Europe? Well, sure. But the same scenario could also play out in the United States.
For now, the crisis is worse across the Atlantic. A week ago Spain was granted a $125 billion banking bailout.
Spain's woes have sparked concerns that Italy may need a similar bailout or, worse, that either or both governments will need to be rescued. On Sunday, Greek voters will hold a national vote that may determine that country's political and fiscal future.
The outlines of a possible eurozone grand bargain are relatively clear: a version of the Federal Deposit Insurance Corp. system, and an even closer political, fiscal and monetary alignment.
But that would mean that Brussels could have more say on a nation's budget than leaders of those countries. Not surprisingly, there aren't many citizens who will willingly cede sovereignty, even if their elected leaders will.
Greeks aren't the only Europeans pushing back against austerity measures imposed from the outside. That's why the biggest gainer in Greece's previous election was a leftist, anti-austerity party. And for their part, German voters aren't likely to reflexively re-elect leaders who keep bailing out their Southern European neighbors.
The United States has more flexibility than eurozone countries because it controls its own currency and has the capacity to borrow at near-record low levels. And despite all of our fiscal challenges, many global investors still look at America as a relatively safe haven.
But we don't have long until we're in a similar fix as Europe, which is why we need our version of a grand bargain. Such a strategy needs to bolster our current anemic recovery with smart, strategic spending while also creating a mechanism for long-term debt reduction.
By definition, such a deal would require painful spending cuts and some kind of new revenues, either through expiration of tax cuts, higher taxes or, preferably, a more sensible, competitive tax code with fewer loopholes.
Many say that's impossible during an election year. Maybe. But not if politicians put country, not party, first.
And leadership from the United States would help Europe, too, said Tim Kehoe, professor of economics at the University of Minnesota and adviser to the Federal Reserve Bank of Minneapolis.

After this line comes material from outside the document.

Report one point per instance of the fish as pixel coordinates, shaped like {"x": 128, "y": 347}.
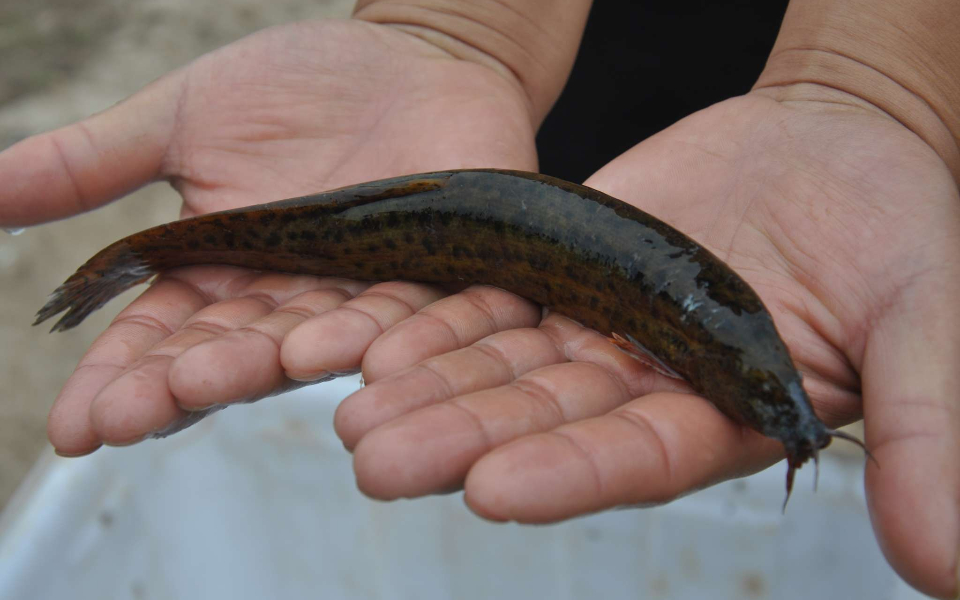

Reached while traveling in Spain, Kehoe said that given the deficits the United States is running, it's "a matter of luck" that we're not having the same problems. Like many experts, Kehoe is looking for clarity from the November election.
"I'm hoping that once November happens and the uncertainty there is resolved, we can just have some sensible U.S. policy. And that will help stabilize the world economy, and that in itself will be good for Europe."
There are a few signs, however faint, that Washington might be ready to lead -- at home and abroad. Last week Sen. Lindsey Graham, R-S.C., said he had "crossed the Rubicon" and was willing to shed Grover Norquist's anti-tax straitjacket. Graham said he'd be willing to accept a 4-1 spending cut-to-revenue ratio if entitlement reform was part of the bargain.
While that's promising, Graham's colleagues in Congress need to recognize that globalism is permanent, the financial system is interconnected, and it may be impossible to avoid the economic impact from a feckless Europe. But if this country serves as a world leader by building a serious and effective economic response, we still have a chance to avoid an even larger global meltdown.